En présence de Clément Beaune, ministre délégué à l’Europe et aux Affaires étrangères, et Olivier Dussopt, ministre du Travail, le projet "Mon apprentissage en Europe" a été lancé officiellement le 30 juin 2022 au Cnam de Paris. L’objectif est de permettre à 15.000 jeunes d’ici à 2026 de bénéficier du programme Erasmus+.

C’est la grande faiblesse de l’apprentissage français qui a par ailleurs connu un grand succès depuis deux ans. En effet, bien que le programme Erasmus+ soit accessible aux apprentis depuis 1995, ceux-ci en profitent beaucoup moins que les étudiants en universités et grandes écoles. En 2021, l’agence Erasmus+ France a financé 18.510 mobilités pour des apprenants de la voie professionnelle (et 8.432 pour des formateurs et enseignants du secteur), tandis que 44.575 mobilités étaient financées pour l’enseignement supérieur.

Les séjours de longue durée hors des frontières en cours de cursus restent en effet exceptionnels pour les alternants, freinés par des difficultés "académiques, juridiques et financières", comme l’ont souligné les participants au lancement du projet "Mona" le 30 juin au Cnam de Paris. Initié par l’association Europ App Mobility (EAM), créée en 2020 et présidée par Jean Arthuis, le projet "Mon apprentissage en Europe" vise justement à lever ces freins. "La mobilité des apprentis en Europe contribue à la fois à l’emploi des jeunes, à la compétitivité des entreprises et au développement des territoires", a fait valoir l’ancien député européen.

Créer "un espace européen de l’apprentissage"

L’une des mesures phares consiste à financer le poste d’un référent mobilité à temps plein dans chacun des 43 CFA partenaires du projet. Doté d’un budget de 25 millions d’euros pour 4 ans dont 17 millions apporté par le gouvernement dans le cadre du plan France 2030, un consortium réunit 31 organismes gestionnaires qui représentent ces centres de formation par apprentissage. "La finalité du projet mènera à la construction d’un nouveau parcours de formation en alternance", précisent les parties prenantes qui espèrent permettre à 15 000 jeunes supplémentaires de partir dans un des pays européens. À plus long terme, EAM ambitionne de créer "un espace européen de l’apprentissage, comme il existe un espace européen de l’enseignement supérieur".

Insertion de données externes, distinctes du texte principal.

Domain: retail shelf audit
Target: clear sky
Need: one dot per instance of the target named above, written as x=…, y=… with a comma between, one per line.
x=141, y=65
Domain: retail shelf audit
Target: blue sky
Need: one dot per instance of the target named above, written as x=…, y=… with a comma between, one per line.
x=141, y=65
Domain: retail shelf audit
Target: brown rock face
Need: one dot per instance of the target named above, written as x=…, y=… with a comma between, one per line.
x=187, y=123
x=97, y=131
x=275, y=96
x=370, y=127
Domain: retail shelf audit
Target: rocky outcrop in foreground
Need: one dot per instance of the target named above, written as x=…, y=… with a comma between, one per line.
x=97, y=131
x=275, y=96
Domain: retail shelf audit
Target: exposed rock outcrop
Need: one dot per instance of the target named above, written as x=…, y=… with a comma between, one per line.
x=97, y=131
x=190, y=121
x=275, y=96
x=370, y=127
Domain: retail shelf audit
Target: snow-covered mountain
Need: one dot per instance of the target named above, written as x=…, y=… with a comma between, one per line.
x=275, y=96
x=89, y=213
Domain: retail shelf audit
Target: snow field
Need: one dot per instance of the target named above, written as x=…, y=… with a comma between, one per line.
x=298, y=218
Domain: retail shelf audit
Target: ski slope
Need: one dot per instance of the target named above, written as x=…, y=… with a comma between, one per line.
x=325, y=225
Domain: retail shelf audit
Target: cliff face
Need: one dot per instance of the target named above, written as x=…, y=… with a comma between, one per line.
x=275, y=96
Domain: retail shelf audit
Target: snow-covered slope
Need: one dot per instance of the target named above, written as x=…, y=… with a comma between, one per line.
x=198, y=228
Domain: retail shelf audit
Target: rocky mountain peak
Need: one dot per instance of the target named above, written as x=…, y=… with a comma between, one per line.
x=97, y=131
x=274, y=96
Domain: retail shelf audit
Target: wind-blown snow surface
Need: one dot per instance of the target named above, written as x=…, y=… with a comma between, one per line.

"Eramus + soutient la mobilité des apprentis et le programme Europ App Mobility qui se présente comme une bonification dans l’allocation des fonds pour les organismes qui prévoient mobilité longue", a de son côté souligné Sébastien Thierry, directeur général adjoint d’Erasmus +, invitant à "créer des synergies avec d’autres financements afin de répondre à des ambitions collectives".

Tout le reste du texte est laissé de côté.